Quote Originally Posted by GJM View Post
Something Robbie says, is "guaranteed" is something you announce before you do it, and then do it, not something you decide was guaranteed after the fact. He is a stickler for deciding whether you are shooting match pace or in a learning/less sure pace before you shoot a string, not after. That is shooting discipline.
Mr. Leatham is correct IMO, but many people who excel in most any skilled discipline understand this and no doubt Kevin understood that already.

When I train, I will generally train with a set purpose for that drill, evolution, or even entire training session. Some days I will stick to a disciplined speed / hit ratio working on vision in relation to seeing my immediate world around me and processing that information. I will include vision as in seeing and reading my sights and the results of shots fired and only going as fast as I can do it, as if my life depended on it.

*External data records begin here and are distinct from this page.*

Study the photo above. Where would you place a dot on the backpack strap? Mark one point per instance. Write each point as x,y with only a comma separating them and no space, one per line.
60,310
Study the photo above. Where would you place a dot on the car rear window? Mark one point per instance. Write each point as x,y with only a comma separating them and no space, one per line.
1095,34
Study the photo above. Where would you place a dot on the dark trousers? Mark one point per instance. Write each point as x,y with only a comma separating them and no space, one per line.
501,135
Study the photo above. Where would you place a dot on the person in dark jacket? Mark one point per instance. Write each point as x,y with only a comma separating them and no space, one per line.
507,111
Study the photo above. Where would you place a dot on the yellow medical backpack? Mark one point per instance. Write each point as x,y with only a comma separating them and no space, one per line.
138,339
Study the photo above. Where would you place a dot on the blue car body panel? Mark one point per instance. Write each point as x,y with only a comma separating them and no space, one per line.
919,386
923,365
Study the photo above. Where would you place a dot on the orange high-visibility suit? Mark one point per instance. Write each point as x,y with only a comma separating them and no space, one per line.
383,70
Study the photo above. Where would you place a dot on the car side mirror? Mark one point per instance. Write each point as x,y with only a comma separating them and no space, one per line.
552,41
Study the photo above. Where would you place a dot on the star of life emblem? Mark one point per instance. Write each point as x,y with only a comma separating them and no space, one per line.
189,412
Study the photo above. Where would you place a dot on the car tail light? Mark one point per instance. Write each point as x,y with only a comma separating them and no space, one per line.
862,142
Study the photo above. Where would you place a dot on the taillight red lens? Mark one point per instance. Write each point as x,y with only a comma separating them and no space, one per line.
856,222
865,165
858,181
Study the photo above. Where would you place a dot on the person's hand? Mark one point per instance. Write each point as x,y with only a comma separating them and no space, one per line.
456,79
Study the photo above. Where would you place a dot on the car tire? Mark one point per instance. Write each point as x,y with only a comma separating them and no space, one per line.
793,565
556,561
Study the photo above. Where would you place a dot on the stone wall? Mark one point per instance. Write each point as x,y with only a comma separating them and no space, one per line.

On other sessions or drills, I might work on inducing or forcing progression through increasing speeds and / or shrinking acceptable hit zones and hitting failure points. The twist is that I may start a day with one intention, but due to my results I might shift gears and work it differently as a whole. I will not force something bad if that is how my day is going. I will work with it and optimize my training by adjusting accordingly.

If we break it down to singular drills, each drill has a purpose before it starts and I generally stick to it. I may also shake things up from drill, to drill, to drill by flip flopping my purpose for each drill. If myself or a student starts getting too wild, I generally reel myself or them back in by throwing in an extreme fundamental / accuracy type of drill or place a small hard to hit target into the drill. As an example I just had a class this past week with a bunch of Federali types from 4 different alphabet soup entities. I was running a reload drill with a varied mag loadout and doing it on multiple steel targets @ 10 yards. I then went into a 2-2-2 type of drill. I noted that as repetitions increased misses became more frequent. Not unexpected. Too much gaming, lack of correct focus individually. So I threw in a 5" round plate at about 18 yards. It shifted focus and speed momentarily decreased as focus increased and soon enough all hits across the board increased with speed.

Many already understand this training concept. If they do not, they should try it out.